Charlie was halfway up the tunnel when he whirled at a sudden thought and shouted back. "Hey, Van Greet!"

"Yes?" The voice floated down faintly from the distant blackness.

"What did you give me?"

"Why, a Flagan-flange, of course."


Charlie giggled as he thought about it. He couldn't stop giggling. However, it wasn't so funny. This made him nervous, and he stopped. He was just about to enter into a symbiotic relationship with his mattress when there was a knock at his door. It repeated insistently. It refused to go away.
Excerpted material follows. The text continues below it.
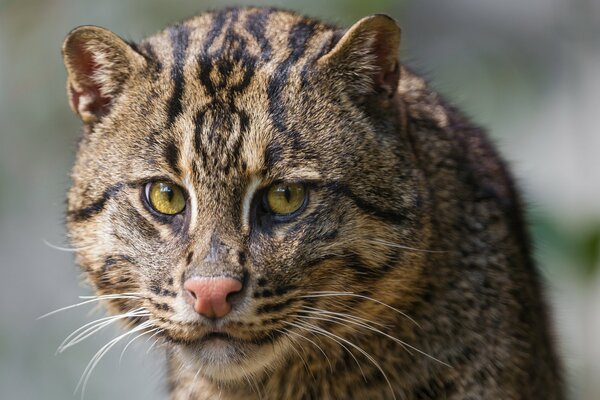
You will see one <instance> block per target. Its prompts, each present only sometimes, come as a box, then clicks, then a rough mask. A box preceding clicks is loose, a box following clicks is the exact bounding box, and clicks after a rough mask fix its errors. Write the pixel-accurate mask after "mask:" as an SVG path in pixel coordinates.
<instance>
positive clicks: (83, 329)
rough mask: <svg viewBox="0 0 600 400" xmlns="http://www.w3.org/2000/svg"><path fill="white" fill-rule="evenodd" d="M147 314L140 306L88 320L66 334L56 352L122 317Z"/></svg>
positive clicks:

Grumbling, he stumbled blindly to the door and peered through the peephole-no one just opens his door at two in the morning in New York. Suddenly he was sure he'd actually gone to sleep four hours ago and was now dreaming. But he opened the door.

It was Miss High-Pressure Area.

She had a robe draped loosely over a nightgown no self-respecting spider would hake owned up to. Cumulus formations were disturbingly apparent.
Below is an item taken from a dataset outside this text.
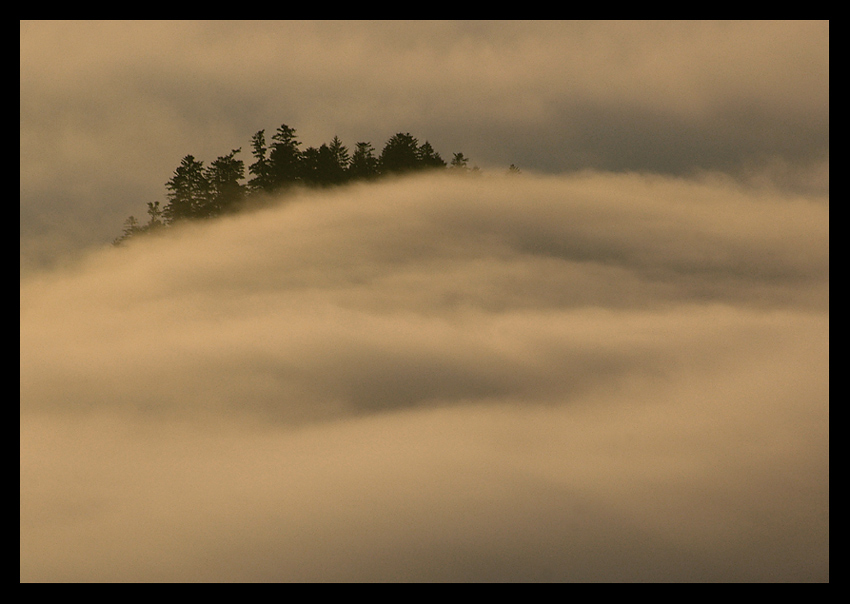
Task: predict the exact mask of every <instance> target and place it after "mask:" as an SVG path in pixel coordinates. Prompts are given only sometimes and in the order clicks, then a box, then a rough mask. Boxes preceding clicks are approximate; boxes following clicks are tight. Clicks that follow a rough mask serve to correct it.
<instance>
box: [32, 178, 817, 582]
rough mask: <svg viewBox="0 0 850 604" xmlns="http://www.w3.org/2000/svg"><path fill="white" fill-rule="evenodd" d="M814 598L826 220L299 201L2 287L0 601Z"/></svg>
mask: <svg viewBox="0 0 850 604" xmlns="http://www.w3.org/2000/svg"><path fill="white" fill-rule="evenodd" d="M828 579H829V209H828V199H827V198H825V197H818V196H815V195H811V194H810V195H805V196H804V195H796V194H791V193H788V192H787V191H782V190H778V189H776V188H770V187H767V188H752V187H744V186H741V185H738V184H734V183H732V182H730V181H728V180H723V179H718V178H705V179H702V180H694V179H689V180H685V179H677V178H670V177H661V176H641V175H635V174H620V175H613V174H605V173H596V172H586V173H580V174H575V175H572V176H569V177H566V176H560V177H554V176H534V175H525V176H522V177H517V178H513V179H511V178H502V177H482V178H465V179H464V178H460V179H459V178H451V177H428V176H426V177H421V178H406V179H401V180H390V181H384V182H381V183H378V184H373V185H368V186H366V185H364V186H356V187H350V188H345V189H340V190H335V191H330V192H309V193H308V192H305V193H303V194H301V195H299V196H297V197H295V198H292V199H288V200H285V201H284V202H282V203H280V204H278V205H275V206H273V207H270V208H266V209H263V210H257V211H254V212H250V213H246V214H241V215H239V216H236V217H233V218H229V219H222V220H219V221H216V222H214V223H208V224H198V225H190V226H187V227H186V228H183V229H179V230H178V229H174V230H172V231H171V232H169V233H167V234H165V235H163V236H162V237H150V238H144V239H137V240H135V241H133V242H132V244H131V245H128V246H127V247H124V248H119V249H110V250H105V251H100V252H94V253H91V254H89V255H88V256H87V257H86V259H85V260H83V261H81V262H79V263H77V264H75V265H73V266H71V267H67V268H64V269H62V270H54V271H41V272H35V273H31V274H26V275H24V276H23V277H22V280H21V580H23V581H45V580H53V581H62V580H65V581H80V580H107V581H136V580H142V581H161V580H179V581H182V580H190V581H191V580H194V581H210V580H215V581H220V580H227V581H287V580H307V581H313V580H317V581H348V580H357V581H381V580H443V581H445V580H448V581H473V580H479V581H481V580H483V581H500V580H516V581H524V580H567V581H569V580H574V581H583V580H584V581H608V580H669V581H677V580H693V581H705V580H714V581H727V580H743V581H749V580H757V581H776V580H785V581H798V580H801V581H828Z"/></svg>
"Can I come in, Mister . . . uh . . ."

"Dimsdale," mumbled Charlie. "Charlie Dimsdale." He took two steps backward. Since he was still holding on to the knob, the door came with him.

She stepped inside, closed it behind her. The robe opened even more. So did Charlie's pupils. Proportionately.

"You're going to think I'm just terrible (this was a blatant falsehood), but . . ." She was staring at him in the strangest way. "I really can't . . . explain it. But, well, if you could just . . ."

She took a quick step forward and threw her arms around him. For someone out of practice, Charlie reacted well. She whispered something in his ear. It wasn't a weather report. What she said, softly, was, "It'll be okay. He thinks I'm in Geneva."

Charlie hung on and directed her into the apartment, kicking the door shut behind them. He listened gravely.

Now he knew what a Flagan-flange attracted.